In 1913 and 1923 he was New South Wales state selector. In 1932 he was an Assistant coach of the St Joseph's College Hunters Hill first VIII in their victory in that year's GPS Head of the River.

==International representative rowing==
An Australian eight was selected in 1912 to compete at the Henley Royal Regatta and the Stockholm Olympics. It was a co-operative venture between the NSW and the Victorian Rowing Associations, there being no Australian governing body at the time. Much of the funding for the trip came from the Victorian Rowing Association and the families of the two Victorian crew members Simon Fraser and Harry Ross-Soden.
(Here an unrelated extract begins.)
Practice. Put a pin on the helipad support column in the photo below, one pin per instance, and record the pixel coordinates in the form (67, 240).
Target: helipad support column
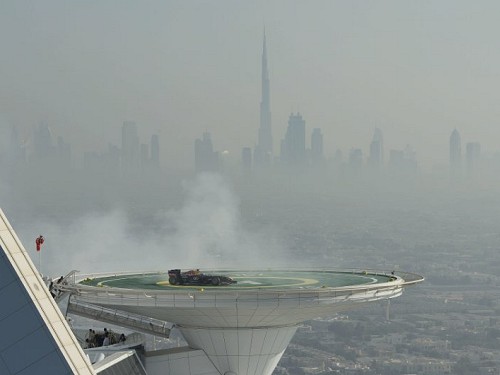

The Australian eight needed to nominate at Henley as a club entrant and raced as the Sydney Rowing Club from which five of the crew and coxswain were drawn. Fraser, Ross-Soden and the Leichhardt man Henry Hauenstein joined the Sydney Club to legitimise the entry. Fitzhardinge was the stroke at Henley when the eight progressed through their match races and beat the Leander Club in the final to take the 1912 Grand Challenge Cup. Onto Sweden for the 1912 Summer Olympics and with Keith Heritage changed out for the UK resident Australian Hugh Ward, Fitzhardinge again stroked the Australian eight. They beat a Swedish crew in the first round then in the quarter-final they were knocked-out by same Leander eight they'd triumphed over at Henley.